Il governo ha avviato una campagna di vaccinazione mirata per gli operatori sanitari e per chi vive in zone ad alto rischio, con oltre 1.300 persone vaccinate.
Quello della grotta con i pipistrelli è oramai da considerarsi un archetipo delle spiegazioni sulle origini naturali di un virus. Il Marburg negli anni Ottanta era già stato ricondotto alla caverna Kitum, in Kenya, dove due visitatori contrassero il morbo. La grotta sarebbe stata considerata anche come possibile luogo di origine dell’Ebola. Come noto, grotte e pipistrelli sono svolazzati anche nelle prime spiegazioni sulle origini del COVID.
La malattia da virus di Marburg, precedentemente nota come febbre emorragica di Marburg e identificata per la prima volta nel 1967 in seguito a focolai simultanei a Marburg, in Germania, e a Belgrado, in Serbia, è una malattia altamente infettiva con sintomi simili all’Ebola, che includono nausea, vomito, mal di gola e forti dolori addominali, che possono portare a emorragie fatali.
Il Marburg si diffonde attraverso il contatto con fluidi corporei infetti o superfici contaminate.

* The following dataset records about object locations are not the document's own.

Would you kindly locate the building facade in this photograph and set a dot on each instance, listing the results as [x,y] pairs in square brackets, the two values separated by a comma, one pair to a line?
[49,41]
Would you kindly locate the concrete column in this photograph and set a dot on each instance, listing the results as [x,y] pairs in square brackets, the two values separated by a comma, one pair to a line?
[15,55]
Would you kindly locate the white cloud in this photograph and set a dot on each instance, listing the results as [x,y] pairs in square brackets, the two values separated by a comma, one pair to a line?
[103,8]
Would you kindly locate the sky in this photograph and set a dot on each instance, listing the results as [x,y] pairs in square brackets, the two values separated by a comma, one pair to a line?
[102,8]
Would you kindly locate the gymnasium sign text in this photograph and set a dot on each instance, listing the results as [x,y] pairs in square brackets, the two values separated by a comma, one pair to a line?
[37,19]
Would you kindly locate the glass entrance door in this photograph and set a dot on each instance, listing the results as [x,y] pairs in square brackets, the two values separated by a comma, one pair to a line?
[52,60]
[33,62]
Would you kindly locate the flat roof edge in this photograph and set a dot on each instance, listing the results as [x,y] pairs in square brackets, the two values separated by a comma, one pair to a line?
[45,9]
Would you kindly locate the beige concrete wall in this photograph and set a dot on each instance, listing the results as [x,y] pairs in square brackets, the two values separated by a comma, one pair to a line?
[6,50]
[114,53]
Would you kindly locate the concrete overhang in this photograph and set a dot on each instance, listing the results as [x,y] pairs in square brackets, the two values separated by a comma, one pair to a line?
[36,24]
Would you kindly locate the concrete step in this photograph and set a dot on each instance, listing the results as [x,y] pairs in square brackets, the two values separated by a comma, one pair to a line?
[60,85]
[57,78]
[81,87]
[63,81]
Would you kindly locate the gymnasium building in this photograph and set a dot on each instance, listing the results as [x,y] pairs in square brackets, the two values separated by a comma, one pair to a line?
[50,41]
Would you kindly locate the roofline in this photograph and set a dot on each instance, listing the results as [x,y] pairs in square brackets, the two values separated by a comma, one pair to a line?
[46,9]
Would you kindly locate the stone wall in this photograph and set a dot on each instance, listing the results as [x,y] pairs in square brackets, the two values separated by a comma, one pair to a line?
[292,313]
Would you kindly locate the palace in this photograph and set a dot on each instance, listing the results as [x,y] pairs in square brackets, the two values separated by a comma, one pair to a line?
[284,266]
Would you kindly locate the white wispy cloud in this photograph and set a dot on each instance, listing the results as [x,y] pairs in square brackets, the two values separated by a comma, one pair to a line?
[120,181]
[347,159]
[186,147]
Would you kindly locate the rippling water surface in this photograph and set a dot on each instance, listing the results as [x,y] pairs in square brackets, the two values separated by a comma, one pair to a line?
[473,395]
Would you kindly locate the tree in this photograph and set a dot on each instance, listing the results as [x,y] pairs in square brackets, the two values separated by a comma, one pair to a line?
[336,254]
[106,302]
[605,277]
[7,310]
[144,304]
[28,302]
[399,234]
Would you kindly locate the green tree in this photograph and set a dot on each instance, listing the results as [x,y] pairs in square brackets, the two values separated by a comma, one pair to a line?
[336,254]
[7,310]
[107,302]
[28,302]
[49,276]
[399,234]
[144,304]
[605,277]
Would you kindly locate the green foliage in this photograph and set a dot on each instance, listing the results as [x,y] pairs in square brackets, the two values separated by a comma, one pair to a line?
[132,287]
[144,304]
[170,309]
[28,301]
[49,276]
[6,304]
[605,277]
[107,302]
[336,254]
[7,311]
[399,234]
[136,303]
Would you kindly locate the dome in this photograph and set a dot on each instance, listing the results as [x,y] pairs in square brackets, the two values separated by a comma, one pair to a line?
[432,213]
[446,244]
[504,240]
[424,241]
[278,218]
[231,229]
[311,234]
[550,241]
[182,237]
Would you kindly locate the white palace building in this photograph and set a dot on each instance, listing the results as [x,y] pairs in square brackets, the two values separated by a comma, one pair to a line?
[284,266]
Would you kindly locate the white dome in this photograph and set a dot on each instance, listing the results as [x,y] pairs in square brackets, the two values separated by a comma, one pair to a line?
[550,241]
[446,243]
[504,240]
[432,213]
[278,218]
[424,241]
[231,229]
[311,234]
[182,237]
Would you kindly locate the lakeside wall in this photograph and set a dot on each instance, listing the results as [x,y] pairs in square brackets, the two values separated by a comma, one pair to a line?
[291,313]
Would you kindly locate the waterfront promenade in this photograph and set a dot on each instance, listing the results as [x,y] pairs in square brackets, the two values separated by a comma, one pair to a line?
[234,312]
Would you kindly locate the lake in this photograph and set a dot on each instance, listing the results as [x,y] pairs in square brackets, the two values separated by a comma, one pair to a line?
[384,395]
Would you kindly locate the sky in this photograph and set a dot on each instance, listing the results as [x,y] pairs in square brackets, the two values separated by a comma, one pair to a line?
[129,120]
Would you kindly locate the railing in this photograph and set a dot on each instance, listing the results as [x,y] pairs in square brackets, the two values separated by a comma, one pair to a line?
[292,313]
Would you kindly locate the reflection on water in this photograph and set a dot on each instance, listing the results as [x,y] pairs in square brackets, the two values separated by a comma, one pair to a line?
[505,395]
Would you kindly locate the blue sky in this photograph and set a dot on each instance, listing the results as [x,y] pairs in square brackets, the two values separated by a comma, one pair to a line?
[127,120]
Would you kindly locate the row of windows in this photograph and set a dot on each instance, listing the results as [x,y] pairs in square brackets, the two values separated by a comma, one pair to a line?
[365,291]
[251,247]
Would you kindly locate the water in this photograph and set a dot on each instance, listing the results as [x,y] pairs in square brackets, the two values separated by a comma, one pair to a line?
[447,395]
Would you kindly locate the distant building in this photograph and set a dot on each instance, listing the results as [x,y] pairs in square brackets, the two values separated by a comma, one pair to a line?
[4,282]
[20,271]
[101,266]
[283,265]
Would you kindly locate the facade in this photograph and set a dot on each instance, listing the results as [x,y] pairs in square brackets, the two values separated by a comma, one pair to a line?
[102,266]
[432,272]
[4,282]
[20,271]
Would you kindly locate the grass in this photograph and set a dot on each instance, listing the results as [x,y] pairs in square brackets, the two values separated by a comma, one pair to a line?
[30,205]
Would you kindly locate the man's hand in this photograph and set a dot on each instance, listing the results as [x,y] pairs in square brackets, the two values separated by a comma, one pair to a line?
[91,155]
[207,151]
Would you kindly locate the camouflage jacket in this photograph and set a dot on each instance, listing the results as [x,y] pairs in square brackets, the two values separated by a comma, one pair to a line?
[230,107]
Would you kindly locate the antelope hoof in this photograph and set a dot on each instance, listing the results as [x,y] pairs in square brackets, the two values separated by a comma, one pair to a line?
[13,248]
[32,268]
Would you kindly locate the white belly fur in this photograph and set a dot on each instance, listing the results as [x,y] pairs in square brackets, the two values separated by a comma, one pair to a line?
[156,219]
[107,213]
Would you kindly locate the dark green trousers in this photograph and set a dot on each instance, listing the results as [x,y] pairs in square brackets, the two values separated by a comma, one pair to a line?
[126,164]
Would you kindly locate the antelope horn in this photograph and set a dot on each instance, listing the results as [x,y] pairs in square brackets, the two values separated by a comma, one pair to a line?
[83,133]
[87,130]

Sebbene i casi rimangano rari, precedenti focolai in Africa hanno dimostrato il grave impatto del virus, con tassi di mortalità che in genere vanno dal 24% all’88%.
Il virus ha colpito varie regioni dell’Africa negli ultimi anni. Nel 2023, Tanzania e Guinea Equatoriale hanno segnalato focolai di Marburg, mentre il Ghana ha sperimentato un focolaio nel 2022 e l’Uganda ha registrato tre decessi a causa del virus nel 2017.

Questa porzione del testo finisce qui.